Call for a Data Bill of Rights

Early open source pioneer Brian Behlendorf famously said, "the most important requirement [in open source] is the right to fork.” He wisely observed that the right to fork source code generally ensured it never actually be done. The mere threat of forking creates an incentive driving good behavior. Most open source communities are able to self-police well enough that true forking is a rarity.

I would like to update this thesis for the year 2015: the most important requirement today is the right to take your data and leave. Security, privacy, and tractability of data collection can and will be solved by free markets as long as the incentives are right.  It all hinges on what I’m calling a Data Bill of Rights.

The Internet of Chattering Things

The future will be a busy place with an endless array of devices collecting data about us. Cisco says they will number 50 billion. Their estimate is a bit high for my taste, but the number will surely be large.

A better way to think about devices is per-capita. With an eventual world population of ~10 billion that’s 50 devices per person. Hmm.. that doesn’t seem so unrealistic now. I know I’ve got at least 20things in my house that can collect data in some form or another, and it’s only a matter of time before they attach to the network. Having 50 per person by mid-century is quite feasible.

Such a future is both awesome and terrifying. The power will be amazing. We already have the abilities of supermen. We can transmit a thought around the world to anyone who’ll listen. We can summon a car without a word, have any product shipped to our homes in two days, and control machines with a gesture.

Yes, future technology will be powerful but, as always, power has it’s downsides. Constant communication through products and services which aren’t ours opens many questions. Is our data private? Is our data secure? Which device is talking to which? Can my devices from different vendors even communicate? However I’m not actually worrying about any of those things. I’m more worried about a deeper issue: the underlying incentives.

The Social Network

Let’s consider a future theoretical social network. We’ll call it WhatTwitFace or WTF for short. WTF lets people share their private thoughts and emotions through the eternal medium of the selfie. Each photo is tagged with time, location, and mental state (using a neural sensor embedded into their Apple Watch 4’s). 

Users of WTF love the service but they worry about their privacy. What if WTF is hacked? What if WTF sells their data to advertisers? WTF might use neural targeting to subconsciously influence our purchasing habits.  How do what what WTF is really doing? 

WTF has a terms of service but we have no way of knowing if they are really abiding by those rules; which they could change at a moment’s notice anyway.  How do we make sure they behave?

One option is to create a regulatory environment that sets out specific privacy and security rules. A set of laws specifying what companies can and can’t do. I don’t think this will work.

Here's the problem: technology laws age like milk. They proscribe specific behavior that is barely relevant by the time they are passed, much less a few decades in the future. Just look at the DMCA.  New laws also cut off many valid business models that aren’t anticipated at the time they are passed.

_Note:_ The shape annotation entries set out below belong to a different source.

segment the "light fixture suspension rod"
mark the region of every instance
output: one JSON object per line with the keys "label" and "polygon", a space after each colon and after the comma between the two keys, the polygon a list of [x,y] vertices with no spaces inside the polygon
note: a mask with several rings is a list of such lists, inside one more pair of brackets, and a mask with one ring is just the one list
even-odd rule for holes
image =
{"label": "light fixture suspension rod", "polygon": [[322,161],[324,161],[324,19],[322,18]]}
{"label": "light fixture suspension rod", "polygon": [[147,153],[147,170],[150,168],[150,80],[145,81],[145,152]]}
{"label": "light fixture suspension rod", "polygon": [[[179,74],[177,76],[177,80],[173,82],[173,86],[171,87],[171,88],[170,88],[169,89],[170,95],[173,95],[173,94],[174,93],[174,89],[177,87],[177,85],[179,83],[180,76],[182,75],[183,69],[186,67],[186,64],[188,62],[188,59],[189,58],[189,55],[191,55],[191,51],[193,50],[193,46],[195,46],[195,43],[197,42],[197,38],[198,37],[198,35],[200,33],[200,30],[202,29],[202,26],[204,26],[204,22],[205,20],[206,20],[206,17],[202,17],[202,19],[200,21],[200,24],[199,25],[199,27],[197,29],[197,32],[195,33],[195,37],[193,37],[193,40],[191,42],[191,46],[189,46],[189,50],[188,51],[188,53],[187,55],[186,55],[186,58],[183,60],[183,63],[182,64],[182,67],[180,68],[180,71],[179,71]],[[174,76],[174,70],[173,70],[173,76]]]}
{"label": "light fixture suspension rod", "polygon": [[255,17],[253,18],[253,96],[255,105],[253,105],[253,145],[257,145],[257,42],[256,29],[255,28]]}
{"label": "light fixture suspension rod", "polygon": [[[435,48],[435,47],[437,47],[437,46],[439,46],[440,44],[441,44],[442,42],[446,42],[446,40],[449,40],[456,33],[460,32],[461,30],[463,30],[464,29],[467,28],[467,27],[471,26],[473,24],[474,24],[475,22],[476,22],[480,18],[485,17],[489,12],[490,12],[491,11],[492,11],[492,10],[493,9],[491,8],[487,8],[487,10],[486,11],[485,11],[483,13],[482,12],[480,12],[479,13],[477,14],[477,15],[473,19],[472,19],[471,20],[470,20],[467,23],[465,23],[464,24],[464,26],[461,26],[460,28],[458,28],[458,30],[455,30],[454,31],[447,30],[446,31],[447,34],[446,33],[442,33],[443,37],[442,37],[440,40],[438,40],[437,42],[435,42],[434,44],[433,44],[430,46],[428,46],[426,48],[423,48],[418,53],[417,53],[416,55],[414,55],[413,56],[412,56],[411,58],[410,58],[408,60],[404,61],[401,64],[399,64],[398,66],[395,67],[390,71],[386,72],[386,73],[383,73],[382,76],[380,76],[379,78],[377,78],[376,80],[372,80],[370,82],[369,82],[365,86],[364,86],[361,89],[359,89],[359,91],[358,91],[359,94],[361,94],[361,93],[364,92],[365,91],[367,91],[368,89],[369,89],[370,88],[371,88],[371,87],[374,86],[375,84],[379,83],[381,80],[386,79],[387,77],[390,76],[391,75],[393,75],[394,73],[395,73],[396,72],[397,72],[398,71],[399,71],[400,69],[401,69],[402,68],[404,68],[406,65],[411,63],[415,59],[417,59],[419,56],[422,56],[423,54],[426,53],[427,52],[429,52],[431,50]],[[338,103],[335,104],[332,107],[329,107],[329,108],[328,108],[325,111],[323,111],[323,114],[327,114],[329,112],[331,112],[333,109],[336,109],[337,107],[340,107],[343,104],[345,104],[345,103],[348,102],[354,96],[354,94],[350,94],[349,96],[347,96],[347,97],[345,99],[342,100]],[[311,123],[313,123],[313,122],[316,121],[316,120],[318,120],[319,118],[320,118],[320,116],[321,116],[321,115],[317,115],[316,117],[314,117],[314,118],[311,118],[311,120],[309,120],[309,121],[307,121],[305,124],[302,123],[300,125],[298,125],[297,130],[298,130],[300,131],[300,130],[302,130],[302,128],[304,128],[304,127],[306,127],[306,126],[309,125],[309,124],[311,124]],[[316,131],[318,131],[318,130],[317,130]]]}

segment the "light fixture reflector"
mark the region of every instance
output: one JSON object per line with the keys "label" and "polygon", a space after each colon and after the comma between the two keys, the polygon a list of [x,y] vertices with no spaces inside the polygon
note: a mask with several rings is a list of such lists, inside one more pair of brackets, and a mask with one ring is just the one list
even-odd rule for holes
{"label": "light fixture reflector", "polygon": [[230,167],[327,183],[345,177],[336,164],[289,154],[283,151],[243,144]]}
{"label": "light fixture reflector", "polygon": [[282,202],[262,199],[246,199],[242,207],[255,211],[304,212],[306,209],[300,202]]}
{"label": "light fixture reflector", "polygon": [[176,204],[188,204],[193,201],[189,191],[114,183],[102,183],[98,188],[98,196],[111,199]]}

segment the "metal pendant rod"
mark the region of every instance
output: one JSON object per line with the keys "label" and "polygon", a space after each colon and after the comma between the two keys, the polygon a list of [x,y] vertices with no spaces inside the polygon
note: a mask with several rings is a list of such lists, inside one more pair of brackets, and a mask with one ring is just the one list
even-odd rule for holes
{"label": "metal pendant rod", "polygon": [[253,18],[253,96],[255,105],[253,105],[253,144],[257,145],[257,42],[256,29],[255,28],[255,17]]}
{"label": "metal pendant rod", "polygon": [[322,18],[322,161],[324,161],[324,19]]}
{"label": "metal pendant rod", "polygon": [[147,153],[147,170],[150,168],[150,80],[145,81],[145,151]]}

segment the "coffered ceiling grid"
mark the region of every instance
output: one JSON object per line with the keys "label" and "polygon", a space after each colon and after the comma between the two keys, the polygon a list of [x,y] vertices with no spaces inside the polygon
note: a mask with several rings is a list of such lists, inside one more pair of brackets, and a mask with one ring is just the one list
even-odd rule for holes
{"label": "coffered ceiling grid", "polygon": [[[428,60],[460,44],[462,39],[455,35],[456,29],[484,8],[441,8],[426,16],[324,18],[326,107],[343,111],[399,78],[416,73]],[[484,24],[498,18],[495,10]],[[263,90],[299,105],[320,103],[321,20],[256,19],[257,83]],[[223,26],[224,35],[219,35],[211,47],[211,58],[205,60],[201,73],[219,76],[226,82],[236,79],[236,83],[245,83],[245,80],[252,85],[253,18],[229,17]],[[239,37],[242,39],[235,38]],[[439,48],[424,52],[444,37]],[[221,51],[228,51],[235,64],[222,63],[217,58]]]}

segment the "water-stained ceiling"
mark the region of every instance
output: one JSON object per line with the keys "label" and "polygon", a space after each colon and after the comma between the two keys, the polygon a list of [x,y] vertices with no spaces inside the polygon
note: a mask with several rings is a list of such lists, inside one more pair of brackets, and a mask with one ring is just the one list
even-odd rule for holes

And even if the laws are perfect how do we know a company hasn’t found a clever way around it them? Enforcement is hard, and humans are sneaky. Fortunately we already have a solution. Instead of proscribing behavior we can use rules to create a market.

Data Ownership

Too often people say "free markets” when they only mean the second part: the market; a place to exchange. We often forget the ‘free as in freedom’ part, which is really more important. A market can find good solutions only when it moves freely. If there is only one player in the market, the market won’t work. If not all companies play by the same rules, the market won’t work. 

Let’s turn this into an engineering problem again. What laws do we need — preferably the minimum amount required -- for the free market to work? We need trust. Trust comes from transparency and ownership. B knows what A is doing because B can see it.This is transparency.  B knows that even if A is sneaky or lies he can still leave because he owns his stuff. It is this ‘ownership' that is crucial. 

We must each own our data.  Data ownership lowers the barrier to switching, which promotes competition so the players act better, so actual switching is less needed. It’s insurance.

Ye Olde Dumb Phones

Let’s talk about a few real world examples. I couldn’t easily switch cell phone carriers in the US until the mid-2000s. There was very little competition for a given customer. Barriers to switching were very high. You not only had to buy a new phone and pay to exit your contract, you also need a new phone number.  When number portability came carriers became a lot better but they still owned our phones to some extent. The phone really itself wasn’t the issue. It’s the data. 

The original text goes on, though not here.